While it’s smart to hire a professional for annual inspections and maintenance for larger jobs such as the furnace or roof, the following are simple maintenance tasks just about any homeowner can do. Paying attention to your home prevents major damage from occurring later on, so take a few minutes to do these things.
Take Care of the Leaves
Autumn brings majestic colours in trees everywhere, but those leaves eventually fall to the ground and can cause problems. If allowed to sit on the lawn, they can ruin the grass and make you the least favourite person in the neighbourhood. Rake them up and dispose of them properly. They can go in the garbage or a compost pile if you have one. Fallen leaves may also cause problems when they clog up the gutters. If you’re not afraid of heights, you can check your own gutters for these blockages. If the thought of climbing a ladder makes you nervous, hire a professional cleaning company to come out and do the job.
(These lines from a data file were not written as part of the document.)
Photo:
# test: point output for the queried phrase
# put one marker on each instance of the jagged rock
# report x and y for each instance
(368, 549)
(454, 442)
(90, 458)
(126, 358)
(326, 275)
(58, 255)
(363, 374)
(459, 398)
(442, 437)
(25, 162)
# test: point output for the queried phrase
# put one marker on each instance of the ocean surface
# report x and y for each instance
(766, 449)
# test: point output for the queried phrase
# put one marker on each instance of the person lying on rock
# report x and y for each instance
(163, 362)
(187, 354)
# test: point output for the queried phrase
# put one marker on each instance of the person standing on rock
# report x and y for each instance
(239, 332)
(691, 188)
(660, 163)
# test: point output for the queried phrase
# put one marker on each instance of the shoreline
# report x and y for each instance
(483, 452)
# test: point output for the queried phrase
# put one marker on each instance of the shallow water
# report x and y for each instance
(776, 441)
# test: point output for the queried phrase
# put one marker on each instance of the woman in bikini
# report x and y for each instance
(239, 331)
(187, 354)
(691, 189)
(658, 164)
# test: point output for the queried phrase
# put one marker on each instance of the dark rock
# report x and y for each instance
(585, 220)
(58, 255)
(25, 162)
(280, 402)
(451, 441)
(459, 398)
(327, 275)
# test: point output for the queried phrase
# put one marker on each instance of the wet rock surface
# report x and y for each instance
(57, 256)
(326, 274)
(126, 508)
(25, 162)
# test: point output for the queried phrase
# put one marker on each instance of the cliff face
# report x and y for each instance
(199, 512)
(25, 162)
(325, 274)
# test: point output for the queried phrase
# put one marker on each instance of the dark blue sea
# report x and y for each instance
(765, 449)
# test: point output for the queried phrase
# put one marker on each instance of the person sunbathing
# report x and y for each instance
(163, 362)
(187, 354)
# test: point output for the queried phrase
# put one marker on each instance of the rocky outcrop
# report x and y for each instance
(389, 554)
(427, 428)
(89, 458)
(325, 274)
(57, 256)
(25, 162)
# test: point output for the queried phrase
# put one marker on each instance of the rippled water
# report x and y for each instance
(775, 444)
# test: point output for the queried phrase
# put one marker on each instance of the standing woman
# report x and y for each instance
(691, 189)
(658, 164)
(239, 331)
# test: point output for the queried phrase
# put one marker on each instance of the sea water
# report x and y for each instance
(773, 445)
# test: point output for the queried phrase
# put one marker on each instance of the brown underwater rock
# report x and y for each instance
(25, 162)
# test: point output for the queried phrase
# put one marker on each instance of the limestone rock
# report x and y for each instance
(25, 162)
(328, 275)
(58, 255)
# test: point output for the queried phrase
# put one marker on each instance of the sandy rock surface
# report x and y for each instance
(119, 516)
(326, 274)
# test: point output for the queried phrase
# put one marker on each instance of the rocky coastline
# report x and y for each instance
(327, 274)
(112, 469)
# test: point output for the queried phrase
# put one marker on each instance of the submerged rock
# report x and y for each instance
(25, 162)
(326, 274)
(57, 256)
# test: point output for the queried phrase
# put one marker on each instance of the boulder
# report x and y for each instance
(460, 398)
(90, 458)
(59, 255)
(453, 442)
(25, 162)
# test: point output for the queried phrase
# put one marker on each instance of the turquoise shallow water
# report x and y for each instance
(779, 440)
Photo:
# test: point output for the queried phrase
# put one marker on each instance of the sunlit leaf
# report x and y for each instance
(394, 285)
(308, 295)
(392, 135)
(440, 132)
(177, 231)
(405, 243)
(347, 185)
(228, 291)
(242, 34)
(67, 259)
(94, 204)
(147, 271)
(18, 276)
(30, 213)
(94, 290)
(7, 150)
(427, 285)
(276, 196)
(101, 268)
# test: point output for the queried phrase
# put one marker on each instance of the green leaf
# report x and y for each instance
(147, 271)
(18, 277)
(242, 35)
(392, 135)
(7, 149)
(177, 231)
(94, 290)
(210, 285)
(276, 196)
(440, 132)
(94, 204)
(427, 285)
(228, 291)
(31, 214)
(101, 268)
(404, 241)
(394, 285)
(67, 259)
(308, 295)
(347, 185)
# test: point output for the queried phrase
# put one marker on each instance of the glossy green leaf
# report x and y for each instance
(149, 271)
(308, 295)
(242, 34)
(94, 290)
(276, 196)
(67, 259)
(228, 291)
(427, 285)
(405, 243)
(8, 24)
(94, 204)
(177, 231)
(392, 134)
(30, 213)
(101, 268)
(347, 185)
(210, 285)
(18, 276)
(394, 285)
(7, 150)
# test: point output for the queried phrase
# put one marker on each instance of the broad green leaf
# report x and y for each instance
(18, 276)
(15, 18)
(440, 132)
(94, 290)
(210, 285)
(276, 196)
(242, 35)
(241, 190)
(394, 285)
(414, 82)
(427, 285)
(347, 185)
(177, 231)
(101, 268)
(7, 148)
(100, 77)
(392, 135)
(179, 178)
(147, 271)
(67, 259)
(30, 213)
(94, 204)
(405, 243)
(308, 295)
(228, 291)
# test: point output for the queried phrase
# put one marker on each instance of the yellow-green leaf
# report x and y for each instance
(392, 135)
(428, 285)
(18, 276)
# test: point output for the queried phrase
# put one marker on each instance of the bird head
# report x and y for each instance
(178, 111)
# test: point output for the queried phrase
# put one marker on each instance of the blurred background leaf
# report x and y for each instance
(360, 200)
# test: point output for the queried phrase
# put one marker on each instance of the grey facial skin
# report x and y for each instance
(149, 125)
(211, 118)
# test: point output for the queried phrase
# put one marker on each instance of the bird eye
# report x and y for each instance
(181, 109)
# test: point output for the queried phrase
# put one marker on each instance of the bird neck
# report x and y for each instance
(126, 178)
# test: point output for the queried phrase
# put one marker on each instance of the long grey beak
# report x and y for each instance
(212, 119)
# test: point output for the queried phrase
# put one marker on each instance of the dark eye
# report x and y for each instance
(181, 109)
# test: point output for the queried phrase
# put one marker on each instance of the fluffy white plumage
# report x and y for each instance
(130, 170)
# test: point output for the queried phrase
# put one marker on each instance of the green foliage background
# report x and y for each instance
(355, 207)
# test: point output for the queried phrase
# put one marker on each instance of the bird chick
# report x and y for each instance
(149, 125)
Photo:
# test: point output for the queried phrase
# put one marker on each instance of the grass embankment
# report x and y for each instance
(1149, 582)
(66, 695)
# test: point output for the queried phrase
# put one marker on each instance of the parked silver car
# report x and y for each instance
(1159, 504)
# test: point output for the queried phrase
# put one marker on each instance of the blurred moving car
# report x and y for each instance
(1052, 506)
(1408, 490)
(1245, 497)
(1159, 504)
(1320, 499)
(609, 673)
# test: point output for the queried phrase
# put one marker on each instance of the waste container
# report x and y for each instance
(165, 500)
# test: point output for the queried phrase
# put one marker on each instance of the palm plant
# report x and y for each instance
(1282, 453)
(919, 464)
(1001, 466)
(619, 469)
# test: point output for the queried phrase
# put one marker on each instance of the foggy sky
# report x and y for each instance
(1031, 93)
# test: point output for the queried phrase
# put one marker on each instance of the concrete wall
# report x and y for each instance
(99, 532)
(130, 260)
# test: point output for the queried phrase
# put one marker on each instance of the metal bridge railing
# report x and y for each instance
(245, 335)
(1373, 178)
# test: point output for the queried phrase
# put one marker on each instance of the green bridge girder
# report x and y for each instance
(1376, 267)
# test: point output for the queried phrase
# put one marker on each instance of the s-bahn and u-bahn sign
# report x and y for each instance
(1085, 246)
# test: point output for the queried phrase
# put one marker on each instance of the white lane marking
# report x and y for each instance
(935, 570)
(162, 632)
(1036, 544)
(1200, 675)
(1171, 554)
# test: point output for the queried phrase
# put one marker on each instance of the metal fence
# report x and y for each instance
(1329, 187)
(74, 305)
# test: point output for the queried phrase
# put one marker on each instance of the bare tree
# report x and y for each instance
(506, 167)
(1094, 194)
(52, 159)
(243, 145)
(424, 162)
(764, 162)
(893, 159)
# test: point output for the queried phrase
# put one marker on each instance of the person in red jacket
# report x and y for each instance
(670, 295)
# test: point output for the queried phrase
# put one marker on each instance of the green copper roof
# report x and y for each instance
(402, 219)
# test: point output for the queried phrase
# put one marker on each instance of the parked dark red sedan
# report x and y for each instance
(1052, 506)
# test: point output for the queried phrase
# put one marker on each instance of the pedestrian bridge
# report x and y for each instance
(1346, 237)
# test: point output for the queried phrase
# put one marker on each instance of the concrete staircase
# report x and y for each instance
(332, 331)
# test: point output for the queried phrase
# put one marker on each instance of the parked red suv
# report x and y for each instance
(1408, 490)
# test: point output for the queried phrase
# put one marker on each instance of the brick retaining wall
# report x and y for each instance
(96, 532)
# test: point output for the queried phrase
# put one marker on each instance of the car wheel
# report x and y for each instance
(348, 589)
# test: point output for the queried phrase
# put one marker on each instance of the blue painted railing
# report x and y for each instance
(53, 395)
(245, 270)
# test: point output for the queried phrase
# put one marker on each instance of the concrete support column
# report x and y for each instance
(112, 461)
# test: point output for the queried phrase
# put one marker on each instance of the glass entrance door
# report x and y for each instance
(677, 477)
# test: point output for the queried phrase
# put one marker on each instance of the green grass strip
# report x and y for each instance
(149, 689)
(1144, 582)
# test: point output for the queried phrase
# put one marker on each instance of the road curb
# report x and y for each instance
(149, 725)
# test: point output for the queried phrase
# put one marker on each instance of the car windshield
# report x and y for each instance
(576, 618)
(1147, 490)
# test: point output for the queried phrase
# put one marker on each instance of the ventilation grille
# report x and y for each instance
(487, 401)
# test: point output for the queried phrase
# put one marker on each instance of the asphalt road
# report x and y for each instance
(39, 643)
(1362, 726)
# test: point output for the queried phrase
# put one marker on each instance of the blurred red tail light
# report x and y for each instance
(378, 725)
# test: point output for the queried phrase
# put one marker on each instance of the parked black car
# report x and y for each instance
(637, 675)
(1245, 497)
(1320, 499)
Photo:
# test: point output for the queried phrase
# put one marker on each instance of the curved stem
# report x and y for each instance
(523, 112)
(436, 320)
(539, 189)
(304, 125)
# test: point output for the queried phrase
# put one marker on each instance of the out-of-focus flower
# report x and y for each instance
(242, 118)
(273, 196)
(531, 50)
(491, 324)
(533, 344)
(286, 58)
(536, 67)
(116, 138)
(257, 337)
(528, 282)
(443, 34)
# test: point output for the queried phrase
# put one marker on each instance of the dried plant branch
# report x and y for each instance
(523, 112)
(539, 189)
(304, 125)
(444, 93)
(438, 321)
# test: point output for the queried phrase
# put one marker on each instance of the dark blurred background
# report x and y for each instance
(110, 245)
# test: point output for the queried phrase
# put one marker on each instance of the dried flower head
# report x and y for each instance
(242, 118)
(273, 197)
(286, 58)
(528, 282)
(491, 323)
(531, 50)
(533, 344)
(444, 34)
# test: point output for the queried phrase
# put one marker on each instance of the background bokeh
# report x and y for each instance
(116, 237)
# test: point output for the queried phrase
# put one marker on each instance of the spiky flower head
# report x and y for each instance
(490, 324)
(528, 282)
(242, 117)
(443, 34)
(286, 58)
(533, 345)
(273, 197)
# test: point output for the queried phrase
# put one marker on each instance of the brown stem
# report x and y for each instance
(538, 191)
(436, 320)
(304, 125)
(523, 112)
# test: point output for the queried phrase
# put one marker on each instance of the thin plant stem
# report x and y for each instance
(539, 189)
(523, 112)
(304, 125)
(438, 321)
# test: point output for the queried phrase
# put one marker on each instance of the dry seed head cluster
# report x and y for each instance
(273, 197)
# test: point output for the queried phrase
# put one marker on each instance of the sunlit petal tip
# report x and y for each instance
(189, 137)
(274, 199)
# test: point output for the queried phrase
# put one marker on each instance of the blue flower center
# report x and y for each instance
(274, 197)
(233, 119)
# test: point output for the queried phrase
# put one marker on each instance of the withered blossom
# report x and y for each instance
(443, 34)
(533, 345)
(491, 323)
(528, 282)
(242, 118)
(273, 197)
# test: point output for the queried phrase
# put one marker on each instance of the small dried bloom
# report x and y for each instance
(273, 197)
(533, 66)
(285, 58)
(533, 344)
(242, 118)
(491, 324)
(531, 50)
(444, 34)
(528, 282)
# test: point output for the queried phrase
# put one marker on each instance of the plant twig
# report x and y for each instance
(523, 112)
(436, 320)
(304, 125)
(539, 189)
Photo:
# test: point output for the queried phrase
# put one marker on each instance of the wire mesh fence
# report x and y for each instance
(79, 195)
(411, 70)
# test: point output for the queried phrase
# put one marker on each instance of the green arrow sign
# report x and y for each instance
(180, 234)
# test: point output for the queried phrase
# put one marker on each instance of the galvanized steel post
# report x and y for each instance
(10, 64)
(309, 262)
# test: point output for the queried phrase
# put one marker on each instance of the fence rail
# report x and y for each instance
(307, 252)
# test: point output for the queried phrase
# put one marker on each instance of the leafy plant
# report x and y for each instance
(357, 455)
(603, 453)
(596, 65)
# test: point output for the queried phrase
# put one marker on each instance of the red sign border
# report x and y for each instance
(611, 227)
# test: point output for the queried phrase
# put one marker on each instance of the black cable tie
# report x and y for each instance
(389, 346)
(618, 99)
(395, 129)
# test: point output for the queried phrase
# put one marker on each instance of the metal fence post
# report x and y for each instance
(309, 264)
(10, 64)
Check the Foundation of Your Home
If water’s allowed to pool around the foundation during the winter, it can cause serious damage. Homes are always designed to have the land slope away from the foundation, but when you do gardening around the home, you might alter the original design. If this slope isn’t there, build it back up using regular top soil. Consider moving plants at least 12 inches away from the foundation to improve drainage around the home.
Head Up to the Attic
Unfinished attics provide key clues to the health of the roof and the home overall. Look for water stains on the underside of the roof. This is a sign that the roof is leaking in places, and you’ll want to have it repaired before winter settles in. You should also pay attention to the temperature of the attic.
Ideally, the temperature should be around the same as the temperature outside. If it’s warm in the attic on a cold day, there’s a possibility that there isn’t enough ventilation or that the insulation is not effective.
Either of these problems could cause ice damming when there’s snow on the roof.
Perform a Visual Inspection of the Outside
Take some time to look around the outside of your house for any potential problems. For instance, look at the roof for missing, curled, or loose shingles. Walk around the home looking for signs that an animal has tried to enter your home, such as small holes or piles of sawdust, chewed wood, or siding. A homeowner can easily do his or her own visual inspection, but any problems noted should be addressed by a professional.
Seal the Home
Areas around windows and doors often have small gaps that might let cold air in and warm air out. This can mean higher energy costs. In most cases, you won’t find these gaps on a brand new home, but they can show up after a few years in the house. Feel around the window panes for cold drafts. Alternatively, hold a candle to the window. If the flame flickers, there’s a gap. Home improvement stores typically have weather stripping materials that can easily remedy these problems.
Turn the Outside Water Off
Even though you may have turned off your outside spigot, there’s often still water in the hose and the pipes. If this water stays there throughout the winter, it will expand as it freezes and cause damage. To prevent this from happening, turn the water off from the main point. This is typically a valve on the inside of the house, but if you’re not sure where it is, ask your home builder where to find it.
Test Your Detectors
Fire and carbon monoxide detectors become especially important in the winter months, when fires are more likely to occur and closed windows hold dangerous fumes inside. Your devices should have a “test” button that allows you to easily test if the appliance is working. It’s also a good idea to change the batteries to be sure that it’s in good working order.
Regular home maintenance doesn’t have to take up a lot of your time. Simply checking your home for problems and making sure you take care of issues as they arise will go a long way toward making sure your home stays in good condition for a long time.